Le criticità maggiori
Tra le nazioni che l’analisi della Freedom House definisce “not free”, non libere, alcune stanno peggio di altre. A dominare questa classifica c’è la Siria. Seguono due paesi africani, il Sud Sudan e l’Eritrea, e appena fuori dal podio il regime della Corea Del Nord. I motivi che hanno portato questi paesi a entrare in questo elenco sono facili da immaginare: guerre civili, dittature, governi corrotti o regimi militare.

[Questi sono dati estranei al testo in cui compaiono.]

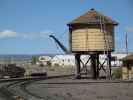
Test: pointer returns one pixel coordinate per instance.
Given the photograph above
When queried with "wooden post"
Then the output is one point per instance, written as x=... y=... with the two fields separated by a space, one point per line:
x=97 y=64
x=93 y=66
x=77 y=62
x=109 y=62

Il pericolo di una memoria sempre più corta
Secondo Freedom House, anche a causa dell’ascesa dei partiti populisti, si sta correndo il rischio che i più giovani, che hanno meno memoria delle lotte contro i totalitarismi, perdano fiducia e interesse nei progetti democratici. L’idea stessa di democrazia è offuscata da un mondo che sembra impotente davanti a un fenomeno che spesso non si mostra in maniera evidente. Cina e Russia, ad esempio, hanno intensificato negli ultimi dodici mesi il controllo interno, alimentando repressioni sempre più forti e meno plateali. Dai tribunali politicizzati a un costante rifiuto del dissenso, dall’eliminazione degli oppositori all’oscuramento di giornali e portali online. Forme di autocrazie che vengono imitate da molti Paesi.
Gli Stati Uniti di Trump
Il primo anno della presidenza Trump ha portato gli Stati Uniti a ritirarsi dal ruolo di promotori della democrazia nel mondo. Trump ha dichiarato più volte di voler rivedere molti tratti internazionali e di pensare, prima di ogni cosa, al benessere dei suoi concittadini. American First, sempre e comunque. Se con Obama, almeno a parole, era ancora vivo il desiderio di alimentare un mondo più libero e solidale, con Trump questa visione è stata esplicitamente accantonata. II suo disprezzo per la stampa e, in alcuni casi, per giudici e altri rappresentanti della libertà ha contribuito ad alimentare un clima di intolleranza e rabbia. Senza considerare le misure contro l’immigrazione come il Muslim Ban o la volontà di erigere muri e divisioni. In un periodo in cui milioni di persone, in tutto il mondo, sono state costrette a fuggire dalla guerra, dal terrorismo e da repressioni etniche, gli Stati Uniti hanno limitato la loro capacità di accoglienza. Azioni che hanno fatto precipitare una situazione in lento declino dal 2008
Chi sale e chi scende
Ecuador e Nepal sono le realtà che hanno registrato i miglioramenti più evidenti. Il paese sudamericano, governato dal presidente Moreno, ha limitato fenomeni come la corruzione e le pressioni sui media. Le elezioni in Nepal, invece, hanno registrato pochissimi casi di violenze e una maggiore affluenza alle urne. Turchia e Zimbabwe, ma anche paesi come Ungheria, Hong Kong, Bolivia e Cambogia sono state teatro di cambiamenti che hanno limitato le libertà democratiche in mano ai loro cittadini.
E in Europa?
Freedom House ha manifestato una certa preoccupazione riassumendo quello che è successo e sta succedendo a livello politico in molti Paesi europei. L’ascesa di Marine Le Pen, la vittoria in Austria del partito anti-migranti, le prese di posizione di paesi come Ungheria, Serbia e Polonia. E poi, come accennato in precedenza, il problema rappresentato dalla Turchia, nazione che è stata etichettata come “not free”. Una caduta libera iniziata nel 2014 e che riflette il tentativo di controllo, tra arresti e repressioni, da parte di Erdogan. E sono i numeri a impressionare: dopo il tentativo fallito di colpo di stato 60mila persone sono state arrestate, più di 100 sindaci sono stati sostituiti, 160 mezzi d’informazione sono stati chiusi e 150 giornalisti sono stati arrestati e imprigionati. Nonostante ciò, in Europa l’85% della popolazione vive sotto governi che preservano e rispettano i valori democratici. Una percentuale destinata a diminuire ancora?